硬盘爱好者 · 发表于 2007-10-14 10:36:15

Beta 2:

* Two more columns, Sender and Recipient, have been introduced, that are filled for e-mail messages. These columns come with convenient substring filters. They can optionally be displayed dynamically, i.e. included in the directory browser only when e-mail messages are actually listed in the visible portion. This avoids wasting space on the screen for these columns when no e-mail messages are currently listed.

* It is now possible to review the (incomplete) search hit list in the middle of an ongoing simultaneous search. Clicking the search hit list button will pause the search and allow to view the preliminary search hit list, until resuming the search if necessary.

* The attribute filter now allows to specifically list files with the Hidden attribute, e-mail messages, and e-mail attachments only.

* Ability to view the messages.txt file directly from within the case properties dialog window.

* When using the Recover/Copy command in search hit lists, directories are now recreated in the output folder as files, as the user likely wants to retain the original data with the search hit. The Recover/Copy command in such situations did not branch into selected subdirectories anyway in earlier versions.

* Some other minor improvements.

硬盘爱好者 · 发表于 2007-10-14 10:36:21

Beta 4:

* The Recover/Copy command is no longer covered by general logging, but has its own HTML log file, "copylog.html", which can include not only the output filename and path, but also any of the available metadata about the copied files, e.g. original name, original path, size, timest[wiki]amp[/wiki]s, true type, etc. The HTML file is created in the _log subdirectory of a case. (forensic license only)

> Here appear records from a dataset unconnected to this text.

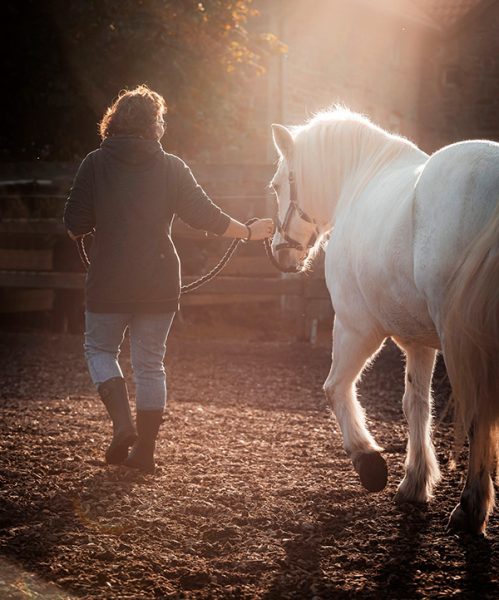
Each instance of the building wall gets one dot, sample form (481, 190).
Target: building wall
(350, 53)
(460, 82)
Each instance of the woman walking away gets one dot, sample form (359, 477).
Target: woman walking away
(127, 192)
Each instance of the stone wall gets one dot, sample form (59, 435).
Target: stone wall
(460, 82)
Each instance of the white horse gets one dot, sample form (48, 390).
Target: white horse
(413, 255)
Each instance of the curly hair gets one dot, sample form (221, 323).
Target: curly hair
(134, 112)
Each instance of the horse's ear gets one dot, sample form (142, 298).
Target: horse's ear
(283, 140)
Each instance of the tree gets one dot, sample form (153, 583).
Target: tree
(75, 55)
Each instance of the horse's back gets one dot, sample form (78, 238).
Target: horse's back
(456, 195)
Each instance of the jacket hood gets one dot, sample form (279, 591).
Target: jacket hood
(132, 150)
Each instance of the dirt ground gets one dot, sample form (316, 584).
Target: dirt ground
(254, 495)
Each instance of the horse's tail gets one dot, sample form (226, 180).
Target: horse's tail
(471, 341)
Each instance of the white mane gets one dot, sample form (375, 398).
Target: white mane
(336, 153)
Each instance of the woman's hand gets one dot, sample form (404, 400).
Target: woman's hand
(261, 229)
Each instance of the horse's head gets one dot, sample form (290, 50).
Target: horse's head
(296, 231)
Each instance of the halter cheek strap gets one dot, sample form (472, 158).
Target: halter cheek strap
(293, 209)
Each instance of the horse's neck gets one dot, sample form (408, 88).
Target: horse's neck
(361, 172)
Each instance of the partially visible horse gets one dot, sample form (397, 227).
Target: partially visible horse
(413, 255)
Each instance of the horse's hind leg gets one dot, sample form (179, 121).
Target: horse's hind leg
(477, 498)
(421, 465)
(351, 351)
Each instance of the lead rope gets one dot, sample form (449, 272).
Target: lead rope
(190, 287)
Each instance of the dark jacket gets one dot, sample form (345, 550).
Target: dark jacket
(129, 191)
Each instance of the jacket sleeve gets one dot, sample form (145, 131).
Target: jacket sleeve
(193, 205)
(79, 214)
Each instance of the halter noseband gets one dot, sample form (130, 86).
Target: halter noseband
(292, 209)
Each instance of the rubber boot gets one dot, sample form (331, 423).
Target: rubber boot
(114, 394)
(142, 454)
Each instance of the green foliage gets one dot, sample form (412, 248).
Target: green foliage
(200, 55)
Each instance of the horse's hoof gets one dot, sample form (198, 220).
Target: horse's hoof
(372, 470)
(460, 522)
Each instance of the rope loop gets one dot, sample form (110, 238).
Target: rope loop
(190, 287)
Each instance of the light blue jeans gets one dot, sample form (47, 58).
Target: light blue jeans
(104, 335)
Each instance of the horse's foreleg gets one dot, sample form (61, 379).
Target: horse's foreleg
(421, 465)
(477, 498)
(350, 353)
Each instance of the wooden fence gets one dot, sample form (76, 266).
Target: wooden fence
(40, 270)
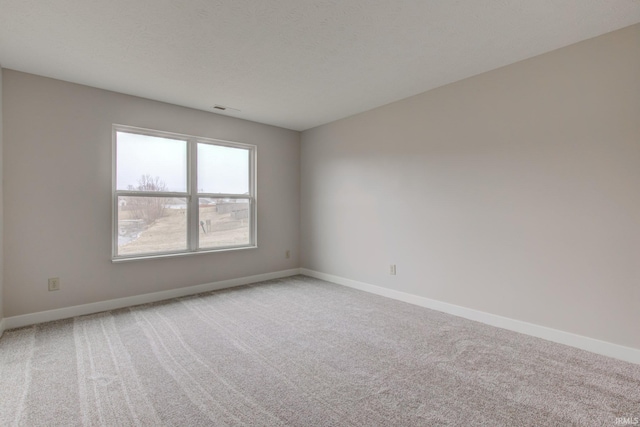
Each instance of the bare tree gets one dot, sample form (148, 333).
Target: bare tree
(148, 209)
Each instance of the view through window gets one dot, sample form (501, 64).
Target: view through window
(180, 194)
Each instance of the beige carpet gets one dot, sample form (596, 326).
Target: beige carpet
(301, 352)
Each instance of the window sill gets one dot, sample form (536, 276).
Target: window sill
(178, 254)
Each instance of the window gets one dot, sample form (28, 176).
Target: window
(178, 194)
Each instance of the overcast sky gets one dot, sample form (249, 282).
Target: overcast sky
(220, 169)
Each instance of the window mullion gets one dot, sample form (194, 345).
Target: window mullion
(192, 235)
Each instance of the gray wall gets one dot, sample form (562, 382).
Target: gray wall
(57, 192)
(515, 192)
(1, 208)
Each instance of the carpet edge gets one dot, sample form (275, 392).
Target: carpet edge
(96, 307)
(616, 351)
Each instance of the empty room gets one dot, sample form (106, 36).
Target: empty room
(320, 213)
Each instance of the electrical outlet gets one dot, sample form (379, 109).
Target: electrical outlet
(54, 284)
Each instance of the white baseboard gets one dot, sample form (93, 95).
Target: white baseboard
(96, 307)
(616, 351)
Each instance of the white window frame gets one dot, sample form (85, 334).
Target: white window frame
(191, 195)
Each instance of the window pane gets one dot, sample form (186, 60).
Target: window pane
(150, 163)
(151, 224)
(223, 222)
(223, 169)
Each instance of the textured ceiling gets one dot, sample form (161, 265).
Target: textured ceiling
(290, 63)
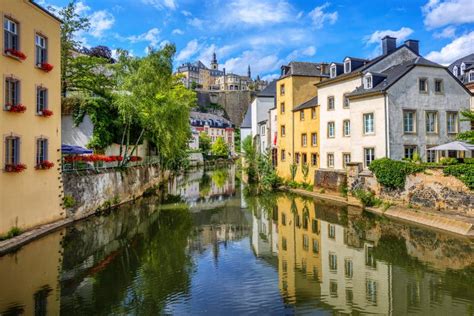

* The Export command now creates HTML files instead of text files. The result is much more convenient to view (e.g. in a web browser, in MS Word or MS Excel), especially in the case of exported search hits with context, where the actual search term can be highlighted within the context (yellow background color). Search hit highlighting, however, is optional, as it does not have the desired effect when viewing with MS Excel. With the HTML output for search results, the main functionality of Evidor is now available in X-Ways Forensics, too. If needed, programs like MS Excel can still be used to convert the HTML to tab-delimited ASCII or Unicode text as created by earlier versions of X-Ways Forensics.

* The number of backups that X-Ways Forensics keeps for a case file is now user-definable (5 by default) instead of just 1.

* Fixes some problems of earlier beta versions.

硬盘爱好者 · 发表于 2007-10-14 10:36:31

v14.0 has just been released. The download password for X-Ways Forensics and X-Ways Investigator has changed this time.

硬盘爱好者 · 发表于 2007-10-14 10:36:39

SR-1:

* Pressing certain keys in the gallery caused X-Ways Forensics 14.0 to switch to Sectors mode. This was fixed.

* Unique output filenames for "Recover/Copy" now guaranteed also for files where X-Ways Forensics appends the presumed right extension (based on the option in Directory Browser Options).

* Disabling the exception list for indexing caused errors. This was fixed.

* Many more filename extensions were added to the file type category definition file, thanks to Günter Fabian of the state police of Upper Austria.

* Fixed search hit column output of export command. The option to export search hits without search hit context was broken.

* That partitioned areas on physical disks are omitted in file header signature searches (to avoid duplicates as the same searches can also be run on the partitions), is now optional.

* X-Ways Forensics now allows to run byte-level signature searches within evidence file containers. Can be useful to find embedded files other than JPEG and PNG in selected host files. Such files have to be collected in a container first.